New York, May 15, 2002—The Committee to Protect Journalists welcomes the release of journalist Sein Hlaing, one of nine political prisoners freed this week by Burma’s military rulers.
The journalist had spent more than 11 years in prison.
A spokesman for the regime announced yesterday, May 14, that the prisoners, all members of the opposition National League for Democracy (NLD), “are in good health and reunited with their respective families.”
Their release comes a week after NLD leader and Nobel laureate Daw Aung San Suu Kyi was freed from house arrest.

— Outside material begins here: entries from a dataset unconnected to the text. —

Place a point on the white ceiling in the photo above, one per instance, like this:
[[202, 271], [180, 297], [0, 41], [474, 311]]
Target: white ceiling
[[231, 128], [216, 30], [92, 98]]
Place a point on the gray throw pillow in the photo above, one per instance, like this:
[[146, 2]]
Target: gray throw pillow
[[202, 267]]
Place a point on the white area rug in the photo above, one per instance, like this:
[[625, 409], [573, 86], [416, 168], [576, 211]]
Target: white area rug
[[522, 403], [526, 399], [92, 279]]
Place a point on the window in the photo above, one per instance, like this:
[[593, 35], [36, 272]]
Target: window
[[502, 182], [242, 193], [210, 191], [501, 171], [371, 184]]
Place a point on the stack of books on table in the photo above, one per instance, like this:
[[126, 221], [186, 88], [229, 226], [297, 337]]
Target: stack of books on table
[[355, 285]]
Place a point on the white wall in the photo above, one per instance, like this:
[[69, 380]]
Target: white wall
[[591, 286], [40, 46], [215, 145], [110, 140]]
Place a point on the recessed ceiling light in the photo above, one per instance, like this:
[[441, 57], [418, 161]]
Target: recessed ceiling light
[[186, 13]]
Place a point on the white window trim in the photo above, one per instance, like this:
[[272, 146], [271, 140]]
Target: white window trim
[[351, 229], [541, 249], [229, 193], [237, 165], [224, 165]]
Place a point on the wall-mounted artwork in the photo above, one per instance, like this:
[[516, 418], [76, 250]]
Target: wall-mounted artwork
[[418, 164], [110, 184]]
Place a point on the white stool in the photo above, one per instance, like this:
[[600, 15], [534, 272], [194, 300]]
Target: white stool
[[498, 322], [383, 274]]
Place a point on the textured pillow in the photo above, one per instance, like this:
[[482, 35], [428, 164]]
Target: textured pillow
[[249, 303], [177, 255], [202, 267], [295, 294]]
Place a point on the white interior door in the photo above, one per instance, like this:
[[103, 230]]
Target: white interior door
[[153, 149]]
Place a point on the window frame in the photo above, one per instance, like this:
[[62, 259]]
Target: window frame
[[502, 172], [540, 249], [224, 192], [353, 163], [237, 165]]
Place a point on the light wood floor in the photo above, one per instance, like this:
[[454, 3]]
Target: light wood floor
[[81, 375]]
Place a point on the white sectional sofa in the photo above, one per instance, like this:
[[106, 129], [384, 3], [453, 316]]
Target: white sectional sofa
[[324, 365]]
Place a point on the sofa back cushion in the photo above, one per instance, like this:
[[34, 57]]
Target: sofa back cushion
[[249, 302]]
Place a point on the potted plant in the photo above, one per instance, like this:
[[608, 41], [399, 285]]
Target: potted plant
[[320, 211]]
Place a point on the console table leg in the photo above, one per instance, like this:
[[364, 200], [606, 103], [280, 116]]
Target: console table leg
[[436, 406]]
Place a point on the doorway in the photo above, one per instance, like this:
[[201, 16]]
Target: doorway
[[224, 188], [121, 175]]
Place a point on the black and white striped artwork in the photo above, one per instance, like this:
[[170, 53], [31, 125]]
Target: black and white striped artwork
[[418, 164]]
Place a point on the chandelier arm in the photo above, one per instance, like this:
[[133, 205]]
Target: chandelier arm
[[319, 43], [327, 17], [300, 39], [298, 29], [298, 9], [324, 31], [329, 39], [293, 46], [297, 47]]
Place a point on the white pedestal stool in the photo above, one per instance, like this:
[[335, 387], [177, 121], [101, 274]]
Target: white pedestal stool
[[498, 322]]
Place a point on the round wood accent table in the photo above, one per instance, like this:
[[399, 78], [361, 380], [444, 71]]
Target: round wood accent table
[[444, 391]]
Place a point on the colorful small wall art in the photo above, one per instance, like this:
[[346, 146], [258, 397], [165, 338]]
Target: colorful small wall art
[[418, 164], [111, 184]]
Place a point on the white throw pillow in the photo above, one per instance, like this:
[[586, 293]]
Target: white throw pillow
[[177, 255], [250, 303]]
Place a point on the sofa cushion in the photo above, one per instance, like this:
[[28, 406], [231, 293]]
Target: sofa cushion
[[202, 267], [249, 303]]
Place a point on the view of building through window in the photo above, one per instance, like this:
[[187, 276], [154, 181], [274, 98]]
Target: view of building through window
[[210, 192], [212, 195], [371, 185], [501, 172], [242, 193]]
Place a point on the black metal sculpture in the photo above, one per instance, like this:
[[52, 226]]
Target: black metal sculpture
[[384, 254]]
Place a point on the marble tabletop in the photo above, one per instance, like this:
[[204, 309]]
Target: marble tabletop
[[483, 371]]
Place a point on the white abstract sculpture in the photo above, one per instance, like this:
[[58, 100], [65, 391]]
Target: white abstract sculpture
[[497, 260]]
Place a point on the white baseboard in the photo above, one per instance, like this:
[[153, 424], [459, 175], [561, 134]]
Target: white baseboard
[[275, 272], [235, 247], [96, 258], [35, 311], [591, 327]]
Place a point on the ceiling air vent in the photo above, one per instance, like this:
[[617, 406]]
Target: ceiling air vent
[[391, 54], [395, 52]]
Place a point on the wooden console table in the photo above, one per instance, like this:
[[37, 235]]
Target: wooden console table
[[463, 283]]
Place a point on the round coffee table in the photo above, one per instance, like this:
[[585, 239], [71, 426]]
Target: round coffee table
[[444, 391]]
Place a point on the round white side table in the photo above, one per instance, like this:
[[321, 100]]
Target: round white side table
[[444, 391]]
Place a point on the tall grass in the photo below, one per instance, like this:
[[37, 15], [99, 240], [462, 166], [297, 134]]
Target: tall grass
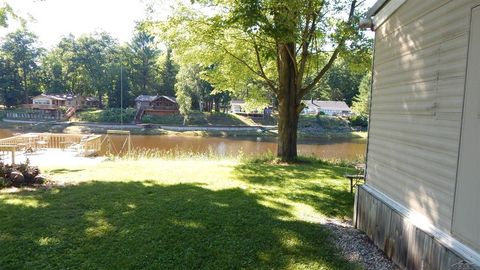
[[267, 157]]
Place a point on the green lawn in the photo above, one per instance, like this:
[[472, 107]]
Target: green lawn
[[177, 214]]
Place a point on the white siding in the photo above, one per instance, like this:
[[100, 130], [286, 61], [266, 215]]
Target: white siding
[[466, 223], [417, 100]]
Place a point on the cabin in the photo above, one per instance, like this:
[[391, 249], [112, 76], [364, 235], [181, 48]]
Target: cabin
[[92, 102], [53, 102], [237, 106], [46, 102], [332, 108], [157, 105], [421, 198]]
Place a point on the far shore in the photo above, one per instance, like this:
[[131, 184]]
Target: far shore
[[155, 129]]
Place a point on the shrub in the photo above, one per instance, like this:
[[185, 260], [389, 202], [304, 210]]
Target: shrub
[[110, 115], [20, 175], [359, 120]]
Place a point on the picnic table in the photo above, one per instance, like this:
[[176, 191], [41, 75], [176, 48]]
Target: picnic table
[[356, 177]]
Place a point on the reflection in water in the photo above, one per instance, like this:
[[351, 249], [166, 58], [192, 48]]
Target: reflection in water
[[348, 149]]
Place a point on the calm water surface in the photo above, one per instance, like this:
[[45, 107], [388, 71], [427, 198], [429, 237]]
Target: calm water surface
[[342, 148]]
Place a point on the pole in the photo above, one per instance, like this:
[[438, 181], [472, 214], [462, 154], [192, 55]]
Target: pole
[[121, 96]]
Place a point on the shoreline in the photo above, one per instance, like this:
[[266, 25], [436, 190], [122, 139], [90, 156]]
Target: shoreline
[[168, 130]]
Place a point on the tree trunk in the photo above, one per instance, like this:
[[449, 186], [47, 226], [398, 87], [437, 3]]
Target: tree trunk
[[289, 103], [25, 86]]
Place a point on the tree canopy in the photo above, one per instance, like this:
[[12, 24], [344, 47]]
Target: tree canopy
[[282, 47]]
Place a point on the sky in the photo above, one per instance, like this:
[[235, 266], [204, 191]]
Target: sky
[[52, 19]]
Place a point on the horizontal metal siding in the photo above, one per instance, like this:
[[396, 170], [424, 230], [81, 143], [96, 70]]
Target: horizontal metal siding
[[417, 99]]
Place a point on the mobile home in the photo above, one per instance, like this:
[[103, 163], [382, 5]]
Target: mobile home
[[421, 200]]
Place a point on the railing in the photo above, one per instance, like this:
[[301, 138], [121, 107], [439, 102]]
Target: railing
[[41, 106], [85, 144], [34, 115]]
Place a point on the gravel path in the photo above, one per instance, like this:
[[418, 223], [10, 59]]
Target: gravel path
[[357, 247]]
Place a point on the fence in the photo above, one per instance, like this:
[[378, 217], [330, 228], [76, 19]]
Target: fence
[[85, 144], [35, 115]]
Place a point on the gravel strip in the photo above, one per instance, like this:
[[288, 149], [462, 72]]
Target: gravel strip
[[357, 247]]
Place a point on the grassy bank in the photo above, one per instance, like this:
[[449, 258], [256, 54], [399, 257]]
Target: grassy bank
[[79, 128], [178, 214]]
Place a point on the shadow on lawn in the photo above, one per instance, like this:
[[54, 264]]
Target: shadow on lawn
[[112, 225], [319, 185]]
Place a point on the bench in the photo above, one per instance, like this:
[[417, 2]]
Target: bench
[[354, 179]]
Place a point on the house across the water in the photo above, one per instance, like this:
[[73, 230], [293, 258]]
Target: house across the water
[[421, 200], [237, 106], [53, 102], [333, 108], [47, 102], [158, 105]]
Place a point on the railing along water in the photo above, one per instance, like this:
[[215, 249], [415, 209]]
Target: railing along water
[[85, 144]]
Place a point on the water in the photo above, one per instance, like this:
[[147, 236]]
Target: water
[[340, 148]]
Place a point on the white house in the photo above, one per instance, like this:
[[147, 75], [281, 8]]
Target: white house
[[327, 107], [48, 101], [237, 106], [421, 200]]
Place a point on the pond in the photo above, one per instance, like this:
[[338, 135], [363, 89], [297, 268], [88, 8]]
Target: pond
[[339, 148]]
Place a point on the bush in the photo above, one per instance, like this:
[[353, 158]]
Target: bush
[[163, 120], [20, 175], [110, 115], [359, 120]]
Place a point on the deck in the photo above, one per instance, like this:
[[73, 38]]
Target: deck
[[47, 148]]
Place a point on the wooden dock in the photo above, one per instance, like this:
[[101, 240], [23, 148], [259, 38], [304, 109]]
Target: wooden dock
[[81, 144]]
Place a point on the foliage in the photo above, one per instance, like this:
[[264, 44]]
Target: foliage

Sein Hlaing, publisher of the magazine Pe-Phu-Hlwar, and Myo Myint Nyein, the magazine’s editor, were arrested in September 1990 and sentenced to seven years in prison.
The two were jailed for publishing a pamphlet featuring a satirical poem titled “Bar Dwae Phyit Kon Byi Lae” (What’s Happening To Us?), which the Burmese junta claimed was anti-government propaganda.
On March 28, 1996, prison authorities extended Sein Hlaing and Myo Myint Nyein’s sentences by another seven years each. They were convicted, along with at least 22 others, of producing clandestine publications—including a report presented to Yozo Yokota, the United Nations special rapporteur for human rights in Burma, describing the horrific conditions of Insein Prison.
Myo Myint Nyein was released along with four other political prisoners on February 13, 2002, during a visit by United Nations envoy Paulo Sergio Pinheiro.